In the instant case, the order insofar as it related to the return of mail to senders, was suspended, at the time of the issuance of the Decision on December 20, 1974, as a courtesy to Respondent. Mail has been detained but not returned to senders, awaiting decision on the Motion for Reconsideration in which action the last pleading was filed by Respondent on January 30, 1975. Although sufficient time has passed to develop and present pertinent details, Respondent has pleaded generally an interference with its other business and requested an order obviously not in keeping with the statute. This record does not present a sufficient basis to support modification of the order. Nor is there, in view of the passage of time already incurred, any basis to further delay return of mail to senders.

Respondent originally filed a supplement to its Motion for Reconsideration asking for an order limiting the effect of the mail stop order to 60 days from the date of the final order. It alleged that except for a small quantity for sale to distributors and retailers, not involved with the representations found to be false, it is no longer selling the product in question. Complainant's Response filed on January 23, 1975, indicates it will not oppose such a motion upon the filing of an affidavit personally signed by Respondent that the representations complained of have not been used for a three-month period and verification through the Santa Monica postmaster that no orders are being received; and further upon agreement that the order could be reimposed upon an ex parte showing by Complainant of a resumption of the challenged representations by Respondent. Respondent's request, in specifying a 60-day period, recognized the need for some passage of time to reasonably eliminate delivery of mail connected with the advertisements in question. In a motion filed on January 29, 1975, Respondent withdrew its earlier suggestion of a 60-day period prior to vacation of the detention order and asked for an "immediate vacation, or in the alternative, for a termination of detention on March 1, 1975". Respondent alleges its good intentions and further alleges that it has ceased using representations found to be false and that it does not intend to sell the product in question in the future. It also alleges:

"3. The Postal Service cannot detain and interfere with Respondent's mail in perpetuity. The orders of the said cream have ceased for all practical purposes. There may be a few re-orders but there possibly could be re-orders a year from now because, whether the Postal Service agrees or not, the consumers have found the said cream to be beneficial." (Par. 3, Respondent's Supplemental Motion filed January 29, 1975)

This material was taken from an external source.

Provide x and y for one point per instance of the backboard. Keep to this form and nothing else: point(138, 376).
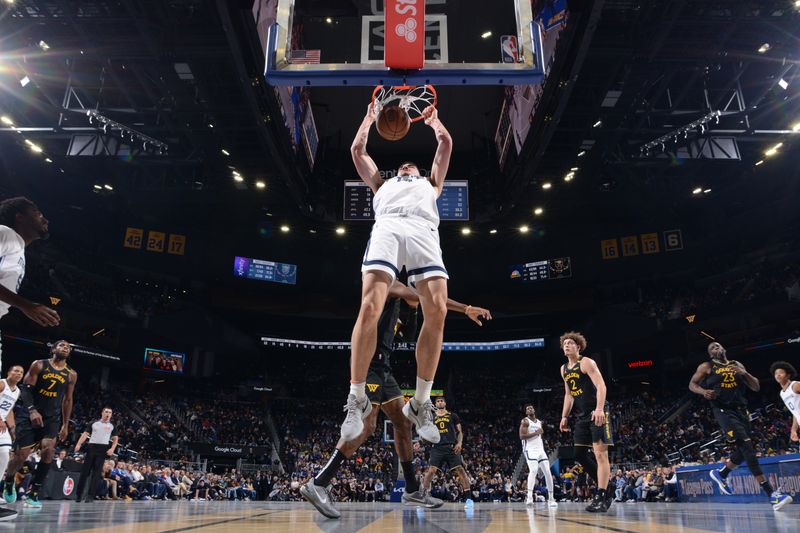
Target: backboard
point(341, 43)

If such is the case, then the order should have little practical effect on the Respondent's future receipt of mail except in isolated instances and a procedure substantially in accordance with that suggested by Complainant for suspension of the order should present no difficulty. Absent such agreement of the parties, a suspension of the order will be dependent upon a showing that the order has completely served its purpose and that the protection to the public afforded thereby should be dispensed with under the circumstances. To order such a suspension at this point of time in this case would be premature.

In view of the above, the Motion for Reconsideration is denied. Supplement A to Order No. 74-88 is dissolved and Order No. 74-88, dated December 20, 1974, is hereby placed into full effect except as modified on page 2 hereof.